1. Physics
Sound is a pressure wave, pressure fluctuations move through space,but each air particle moves only a small distance.
While using a microphone to capture sounds, the physics behind it is AIR PRESSURE, so the waveform files (.wav/.mp3…) will have negative and positive value!
2. Spectrums
The spectrums of a sound plays a center role in determining its quality
we can represent the sound in frequency plot
- the quality of a vowel depends on the shape of its spectrum
- the peaks are called formants
- the quality depends primarily on the first three formant
3. Spectrogram
A spectrogram is a visual representation of the spectrum of frequencies of a signal as it varies with time. When applied to an audio signal, spectrograms are sometimes called sonographs, voiceprints, or voicegrams.
Time-Frequency Plot
4. Auditory
4.1. Loudness
Loudness depends on amplitude of the sound wave $\to$ Amplitude is usually measured in the terms of root-mean-square(over some time window)

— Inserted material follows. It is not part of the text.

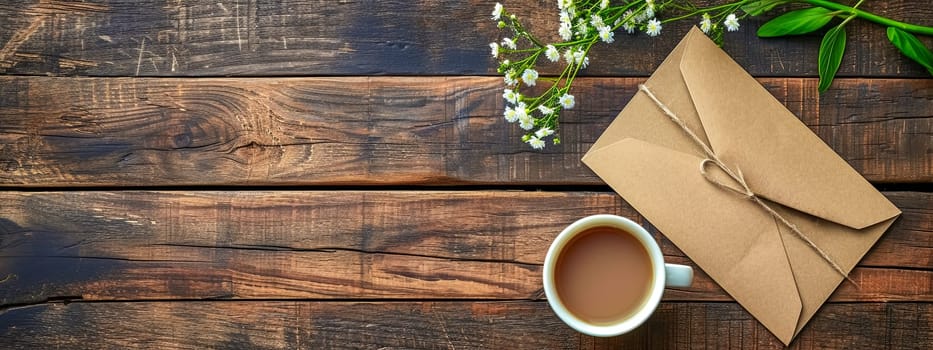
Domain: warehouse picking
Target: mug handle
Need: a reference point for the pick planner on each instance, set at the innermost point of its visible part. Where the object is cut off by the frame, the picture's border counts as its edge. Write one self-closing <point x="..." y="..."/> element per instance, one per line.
<point x="678" y="275"/>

perceived loudness is more closely related to intensity, proportional to the square of the amplitude, relative intensity in dB = $20log(\frac{x}{r})$
Loudness of pure tone (>40 dB) in Sones:
$$
N=2^{\frac{(dB-40)}{10}}
$$
5. Sampling
What sampling rate? Due to Nyquist Theorem, twice that frequency
Since the highest frequency ears can perceive is about $20kHz$, we must sample at $2\times20kHz=40kHz$
However, almost all of the information relevant to speech sounds is below $10kHz$, so $20kHz$ sampling rate is enough
In practical, we use a sampling rate of $44.1kHz$